Without wanting in any way to excuse this reviewer, I do want to say that this review highlights an ever-increasing problem:  I believe review decisions are more and more becoming dominated by subjective decisions about what topics are "important".  I realize some may say it has ever been thus, and I acknowledge that the importance of the underlying problem has always been a factor in judging a paper.  I think the subjective judgment has become more significant in both in systems and in theory over the years for multiple reasons.  As the field has expanded there's less of an underlying agreement and common understanding of what's important.  Many times the reviewer may not know the area well enough to judge the importance, and there is every-growing potential for area bias:  the problems in my area are (more) important.  Further, there are far too many papers for the available slots so reasons to reject have to be found.  As the above comment suggests, one can always call into question the importance of the problem the paper aims to solve.   

But finally, I think, it fits in with an issue that keeps coming up for me:  reviewers are too arrogant.  If they don't see why the problem is important, then the issue must be with the research or the writing;  it couldn't be with their reading or understanding of the problem space.  Reviewers will have opinions regarding the importance of the works they read -- no getting around that -- and they should where possible give advice to authors on how to best present their results.  But they could often be a bit more judicious in recognizing that they are expressing their opinion and offering advice;  they are not, in the end, the final arbiter of a paper's eventual, actual importance.

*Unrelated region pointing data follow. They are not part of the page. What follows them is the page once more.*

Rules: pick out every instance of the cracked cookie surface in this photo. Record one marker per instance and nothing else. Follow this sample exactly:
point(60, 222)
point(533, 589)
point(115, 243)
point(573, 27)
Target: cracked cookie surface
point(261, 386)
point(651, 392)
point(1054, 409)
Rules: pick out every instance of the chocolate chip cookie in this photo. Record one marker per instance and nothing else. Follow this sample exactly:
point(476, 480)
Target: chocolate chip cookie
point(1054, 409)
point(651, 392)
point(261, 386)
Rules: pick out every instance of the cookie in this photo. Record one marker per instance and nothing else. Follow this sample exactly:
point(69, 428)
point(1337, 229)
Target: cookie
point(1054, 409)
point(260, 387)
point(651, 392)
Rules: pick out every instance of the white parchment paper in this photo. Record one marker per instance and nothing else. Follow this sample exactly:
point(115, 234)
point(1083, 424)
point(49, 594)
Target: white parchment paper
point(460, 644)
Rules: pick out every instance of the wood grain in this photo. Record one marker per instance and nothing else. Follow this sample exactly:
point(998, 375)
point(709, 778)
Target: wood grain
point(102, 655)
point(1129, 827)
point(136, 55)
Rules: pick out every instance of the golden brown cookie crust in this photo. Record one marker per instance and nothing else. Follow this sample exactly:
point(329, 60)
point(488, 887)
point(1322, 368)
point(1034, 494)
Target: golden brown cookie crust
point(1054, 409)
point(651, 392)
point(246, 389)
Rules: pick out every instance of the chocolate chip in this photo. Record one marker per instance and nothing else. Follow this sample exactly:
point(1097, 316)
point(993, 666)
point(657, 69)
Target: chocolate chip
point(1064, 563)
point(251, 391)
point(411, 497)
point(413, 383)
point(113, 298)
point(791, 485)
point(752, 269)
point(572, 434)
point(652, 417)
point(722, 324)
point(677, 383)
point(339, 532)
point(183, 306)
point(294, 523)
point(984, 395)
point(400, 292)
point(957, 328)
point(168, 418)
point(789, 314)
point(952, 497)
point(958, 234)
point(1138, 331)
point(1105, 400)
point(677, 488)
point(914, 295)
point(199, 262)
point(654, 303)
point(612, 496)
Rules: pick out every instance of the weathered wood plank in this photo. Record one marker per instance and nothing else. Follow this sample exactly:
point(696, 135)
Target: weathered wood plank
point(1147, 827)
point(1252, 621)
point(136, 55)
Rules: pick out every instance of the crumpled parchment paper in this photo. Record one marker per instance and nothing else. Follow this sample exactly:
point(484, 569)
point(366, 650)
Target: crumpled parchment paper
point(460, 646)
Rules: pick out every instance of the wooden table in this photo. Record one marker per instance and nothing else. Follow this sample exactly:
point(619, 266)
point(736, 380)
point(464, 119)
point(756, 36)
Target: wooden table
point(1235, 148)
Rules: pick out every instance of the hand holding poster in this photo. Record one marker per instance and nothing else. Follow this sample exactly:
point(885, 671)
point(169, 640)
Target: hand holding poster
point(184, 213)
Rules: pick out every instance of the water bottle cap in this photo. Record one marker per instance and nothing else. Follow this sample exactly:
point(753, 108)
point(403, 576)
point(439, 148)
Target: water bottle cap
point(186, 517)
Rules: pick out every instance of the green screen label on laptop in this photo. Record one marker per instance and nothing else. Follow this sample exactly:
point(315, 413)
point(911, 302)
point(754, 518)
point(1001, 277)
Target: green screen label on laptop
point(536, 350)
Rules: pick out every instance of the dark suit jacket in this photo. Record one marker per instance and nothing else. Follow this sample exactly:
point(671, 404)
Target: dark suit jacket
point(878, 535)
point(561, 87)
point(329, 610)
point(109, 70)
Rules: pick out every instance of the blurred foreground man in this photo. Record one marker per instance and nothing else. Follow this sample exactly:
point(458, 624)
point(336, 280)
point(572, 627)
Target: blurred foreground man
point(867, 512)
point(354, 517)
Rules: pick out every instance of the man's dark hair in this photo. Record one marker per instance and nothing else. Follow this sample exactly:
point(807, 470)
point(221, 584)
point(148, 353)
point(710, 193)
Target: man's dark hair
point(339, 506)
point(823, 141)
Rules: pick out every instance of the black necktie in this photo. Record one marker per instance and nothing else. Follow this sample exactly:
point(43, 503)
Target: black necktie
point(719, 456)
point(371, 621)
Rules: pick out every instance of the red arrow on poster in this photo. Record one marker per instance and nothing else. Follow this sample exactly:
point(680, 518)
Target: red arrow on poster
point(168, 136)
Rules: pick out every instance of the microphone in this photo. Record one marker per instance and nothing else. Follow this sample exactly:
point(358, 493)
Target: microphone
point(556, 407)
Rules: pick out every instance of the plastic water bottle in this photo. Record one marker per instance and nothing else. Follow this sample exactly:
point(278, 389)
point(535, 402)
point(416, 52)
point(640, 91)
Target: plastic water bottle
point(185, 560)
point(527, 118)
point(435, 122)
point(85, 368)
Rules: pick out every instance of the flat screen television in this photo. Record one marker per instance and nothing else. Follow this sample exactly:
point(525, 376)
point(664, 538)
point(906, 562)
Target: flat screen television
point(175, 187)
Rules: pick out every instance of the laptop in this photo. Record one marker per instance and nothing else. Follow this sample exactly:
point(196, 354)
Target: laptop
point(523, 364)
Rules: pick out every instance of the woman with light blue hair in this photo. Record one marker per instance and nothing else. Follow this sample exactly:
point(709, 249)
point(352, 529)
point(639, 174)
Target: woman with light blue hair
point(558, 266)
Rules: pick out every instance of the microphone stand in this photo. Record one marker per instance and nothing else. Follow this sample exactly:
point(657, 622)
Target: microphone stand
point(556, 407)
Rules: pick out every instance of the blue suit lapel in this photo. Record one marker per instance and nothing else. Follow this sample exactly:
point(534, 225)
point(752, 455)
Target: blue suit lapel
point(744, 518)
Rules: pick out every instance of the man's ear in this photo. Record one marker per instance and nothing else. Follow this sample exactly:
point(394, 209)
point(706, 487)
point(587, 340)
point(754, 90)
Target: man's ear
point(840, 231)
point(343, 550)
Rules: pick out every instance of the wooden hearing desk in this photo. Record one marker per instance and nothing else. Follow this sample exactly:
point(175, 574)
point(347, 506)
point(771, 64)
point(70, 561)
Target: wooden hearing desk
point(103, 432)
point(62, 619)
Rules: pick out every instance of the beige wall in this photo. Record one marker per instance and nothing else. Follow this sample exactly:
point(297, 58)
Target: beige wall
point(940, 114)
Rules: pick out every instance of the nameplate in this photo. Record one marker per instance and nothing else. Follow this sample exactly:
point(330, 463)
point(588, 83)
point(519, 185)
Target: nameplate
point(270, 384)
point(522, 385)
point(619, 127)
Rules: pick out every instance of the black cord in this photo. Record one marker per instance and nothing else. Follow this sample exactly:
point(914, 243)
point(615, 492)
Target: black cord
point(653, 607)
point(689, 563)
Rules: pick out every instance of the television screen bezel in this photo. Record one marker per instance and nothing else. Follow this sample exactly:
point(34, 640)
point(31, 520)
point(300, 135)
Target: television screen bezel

I don't see subjective decisions in "importance" going away.  But I think they could be given a bit more care, both in how they are used in the final decision-making, and in how reviewers express their opinions on "importance" to authors.

If you'll excuse me now, I don't have time to blog further, I have to go plan where my children should go to college and where I'll eventually ship off my aging parents.  (Thank goodness I have a tenured position.)